Royal Court Serves Twelve Courses From Tins, Applause Measured In Spoons

Court records now insist a sun loving monarch once hosted a twelve course feast made entirely of sardines sealed in ornate tins. Guests applauded the innovation with a refined clatter of spoons, a polite ovation for airtight certainty. At each place sat a gilt cylinder with a sun in relief, positioned where a soup would normally wait.

Courses ranged from smoked to candied to bathed in bergamot oil, opened on a cue from a distant violin. Footmen turned tiny keys in unison, producing a soft silver sigh that traveled the table like a well bred wave. Proper etiquette required a brief pause to appreciate the vacuum, then a measured taste of oil by candlelight.

Evidence lines up with tidy posture. Inventories list a royal scepter with a discreet puncture tip, a valet for lids, and a quiet cart that stacked the empties into low gleaming towers. Linen holds elliptical oil halos where tins rested, and the mirrors doubled the procession until the room seemed calmly overprovided.
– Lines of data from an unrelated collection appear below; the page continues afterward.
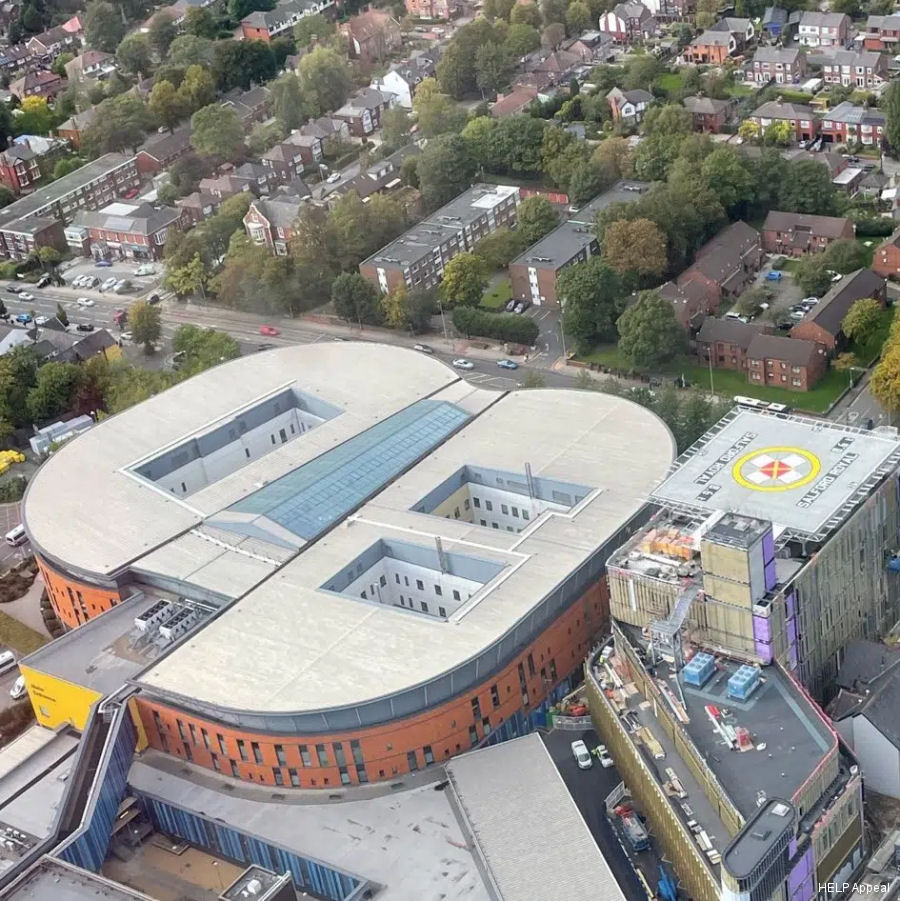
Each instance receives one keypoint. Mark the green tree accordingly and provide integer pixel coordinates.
(55, 388)
(355, 299)
(845, 256)
(134, 54)
(167, 104)
(162, 32)
(536, 217)
(311, 28)
(592, 298)
(325, 78)
(635, 247)
(649, 333)
(862, 320)
(217, 132)
(145, 323)
(445, 168)
(465, 280)
(287, 101)
(103, 26)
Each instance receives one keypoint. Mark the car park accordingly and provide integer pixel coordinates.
(582, 755)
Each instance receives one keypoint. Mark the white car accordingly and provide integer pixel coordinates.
(582, 755)
(18, 690)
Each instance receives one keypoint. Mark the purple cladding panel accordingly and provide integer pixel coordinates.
(762, 638)
(769, 559)
(801, 879)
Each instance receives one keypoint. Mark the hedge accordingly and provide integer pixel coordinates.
(503, 326)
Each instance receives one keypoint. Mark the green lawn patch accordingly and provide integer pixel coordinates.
(18, 636)
(497, 297)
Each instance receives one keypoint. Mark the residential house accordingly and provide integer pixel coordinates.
(534, 272)
(709, 114)
(266, 25)
(711, 47)
(362, 111)
(272, 221)
(516, 101)
(433, 9)
(73, 129)
(800, 116)
(818, 29)
(417, 257)
(251, 106)
(864, 712)
(850, 123)
(37, 84)
(372, 36)
(158, 152)
(882, 33)
(723, 343)
(783, 65)
(127, 231)
(19, 168)
(52, 42)
(852, 69)
(89, 65)
(774, 22)
(628, 106)
(795, 364)
(822, 323)
(629, 23)
(795, 234)
(722, 269)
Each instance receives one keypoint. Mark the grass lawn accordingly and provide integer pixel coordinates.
(18, 636)
(496, 298)
(728, 383)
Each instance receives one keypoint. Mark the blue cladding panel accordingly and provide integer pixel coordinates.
(311, 875)
(316, 495)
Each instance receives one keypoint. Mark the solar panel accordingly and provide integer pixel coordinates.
(316, 495)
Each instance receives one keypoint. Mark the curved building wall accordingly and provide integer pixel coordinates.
(76, 602)
(351, 756)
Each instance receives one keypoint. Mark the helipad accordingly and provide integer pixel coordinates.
(805, 475)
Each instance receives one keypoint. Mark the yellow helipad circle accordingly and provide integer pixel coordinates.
(776, 469)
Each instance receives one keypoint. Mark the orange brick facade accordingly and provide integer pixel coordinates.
(76, 602)
(393, 749)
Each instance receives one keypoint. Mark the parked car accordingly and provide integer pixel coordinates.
(582, 755)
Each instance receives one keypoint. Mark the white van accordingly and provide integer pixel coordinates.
(16, 536)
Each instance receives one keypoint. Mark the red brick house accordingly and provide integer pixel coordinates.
(801, 118)
(822, 323)
(886, 261)
(629, 23)
(372, 36)
(783, 65)
(791, 363)
(709, 115)
(795, 234)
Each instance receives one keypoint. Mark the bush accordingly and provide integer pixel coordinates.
(503, 326)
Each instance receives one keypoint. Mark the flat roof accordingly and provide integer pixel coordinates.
(52, 878)
(527, 826)
(247, 660)
(407, 841)
(804, 475)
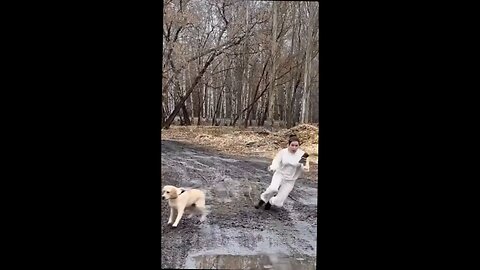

A surviving memorandum titled Sardine Service Protocol fills in the finer points. Keys turn on the violinist’s third note. Lids lift no more than a finger’s breadth. Spoons speak only in applause. Guests nod at the vacuum, taste the oil clockwise around the sun relief, and allow towers to rise to seven lids unless permission is granted for more.

Witnesses recall that the aromas behaved. Smoked salt, candied citrus, and a bergamot hush walked the table in even steps. A butler recorded a faint brine standing at attention in the mirrors, then bowing.

After the twelfth course, the hall settled into a light maritime calm. The scepter rested on its velvet. The cart carried its small monuments away without complaint. Somewhere beyond the doors the gardens accepted a gentle, briny breath and kept it.